It’s not often in life you meet people like Leon Frankel. Simply put, he was an amazing human being. A man that we should all strive to reflect in our own potential. He was also incredibly humble, but behind that was the heart of a lion. Leon was a young man from St. Paul, Minnesota when “The War to End all Wars” called him to action. He joined the US Navy and became a hero in the Pacific theater during the battle of Okinawa. The letter from his award tells the story of his bravery.
-The President of the United States of America takes pleasure in presenting the Navy Cross to Lieutenant, Junior Grade Leon Frankel, United States Naval Reserve, for extraordinary heroism in operations against the enemy while serving as Pilot of a carrier-based Navy Torpedo Plane in Torpedo Squadron NINE (VT-9), attached to the U.S.S. YORKTOWN (CV-10), in action against major units of the Japanese Fleet off Kyushu, Japan, on 7 April 1945. Flying by instruments through a heavy overcast in a daring attack against an enemy light cruiser and a screening destroyer, Lieutenant, Junior Grade, Frankel broke through the clouds and pressed home his attack to point-blank range in the face of intense anti-aircraft fire to score a direct hit and contribute materially to the sinking of the hostile cruiser a minute later. Subjected to a cross-fire of intense anti-aircraft fire from the cruiser and destroyer during his retirement from the strike, he brought his plane and crew through unscathed. By his superior airmanship and gallant fighting spirit, Lieutenant, Junior Grade, Frankel upheld the highest traditions of the United States Naval Service.

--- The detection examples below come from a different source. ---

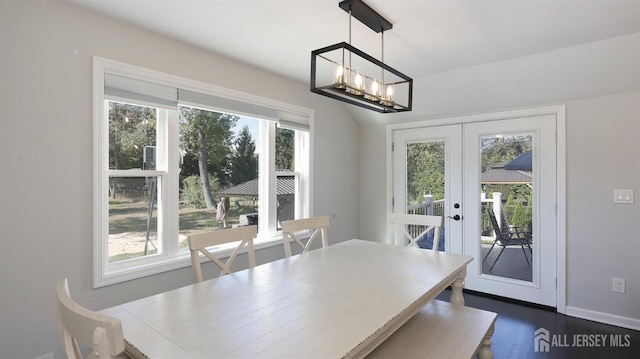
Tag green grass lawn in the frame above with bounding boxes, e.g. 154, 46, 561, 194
109, 199, 257, 262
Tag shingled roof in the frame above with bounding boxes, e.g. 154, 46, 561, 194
217, 176, 296, 197
480, 166, 533, 183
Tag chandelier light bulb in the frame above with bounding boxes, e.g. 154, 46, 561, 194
371, 80, 378, 96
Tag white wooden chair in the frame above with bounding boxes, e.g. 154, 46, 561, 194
54, 278, 129, 359
387, 213, 442, 251
280, 216, 329, 257
187, 226, 258, 283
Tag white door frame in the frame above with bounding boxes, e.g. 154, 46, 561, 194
386, 105, 567, 314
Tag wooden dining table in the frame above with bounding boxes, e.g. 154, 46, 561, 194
101, 239, 472, 359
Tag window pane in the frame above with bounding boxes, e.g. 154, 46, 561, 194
276, 172, 298, 230
109, 102, 157, 170
276, 127, 296, 171
275, 127, 297, 230
108, 177, 159, 262
179, 106, 260, 242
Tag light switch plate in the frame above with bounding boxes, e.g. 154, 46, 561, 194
613, 189, 633, 203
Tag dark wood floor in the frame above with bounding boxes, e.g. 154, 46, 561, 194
438, 290, 640, 359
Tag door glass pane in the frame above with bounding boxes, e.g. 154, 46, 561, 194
406, 141, 446, 251
479, 134, 535, 282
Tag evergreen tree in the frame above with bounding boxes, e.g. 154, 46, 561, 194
231, 126, 258, 185
180, 107, 238, 209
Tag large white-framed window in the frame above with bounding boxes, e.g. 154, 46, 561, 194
93, 57, 313, 287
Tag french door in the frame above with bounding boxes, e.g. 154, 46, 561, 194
392, 115, 557, 307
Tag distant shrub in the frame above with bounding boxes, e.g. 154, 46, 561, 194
180, 176, 206, 208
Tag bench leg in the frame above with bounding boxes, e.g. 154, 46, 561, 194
451, 277, 464, 307
478, 324, 493, 359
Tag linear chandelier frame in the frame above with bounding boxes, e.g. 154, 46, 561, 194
310, 0, 413, 113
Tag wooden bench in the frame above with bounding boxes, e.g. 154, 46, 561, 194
367, 300, 497, 359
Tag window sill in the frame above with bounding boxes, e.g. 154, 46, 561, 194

General Orders: Commander 1st Carrier Task Force Pacific: Serial 0308 (June 28, 1945)
Action Date: April 7, 1945
Leon not only distinguished himself in WW2, He went on to help form the Israeli Air Force. The was featured in the Netflix film “Above and Beyond”
In 1948, with the Jewish state about to declare its independence, Frankel traveled clandestinely to Israel. He joined the country’s first fighter squadron and flew 25 missions, ironically in the Czech version of Nazi Germany’s famed Messerschmidt-109.
He explained his motivation to fight for Israel in a letter last year to the Minneapolis StarTribune, responding to an Op-Ed column that labeled Frankel and his fellow volunteers as “American jihadists.”
“I could not stand idly by, with my experience, while a second Holocaust loomed, with the Arab nations telling the world they were going to destroy the Jewish state,” Frankel wrote.
In a 2012 article in the Minnesota Legionnaire, Frankel looked back at his time serving in Israel and its importance:
“One day during the war, I was in Tel Aviv, and planes were coming in from Europe, transport planes. I went over and the planes were full of refugees from the death camps. They were so happy to be in Israel. They were bewildered and bedraggled, and all they had were the clothes on their back when they got out of that plane. And you know what they did, they got down on their knees and kissed the ground.
“But at that moment, I knew why I had come to Israel. The Talmud teaches that if you save one life, it’s the same as if you had saved the entire world. That has always stood with me,” he told the Legionnaire.
Leon lived 92 amazing years. 92 years that he spent making life better for others.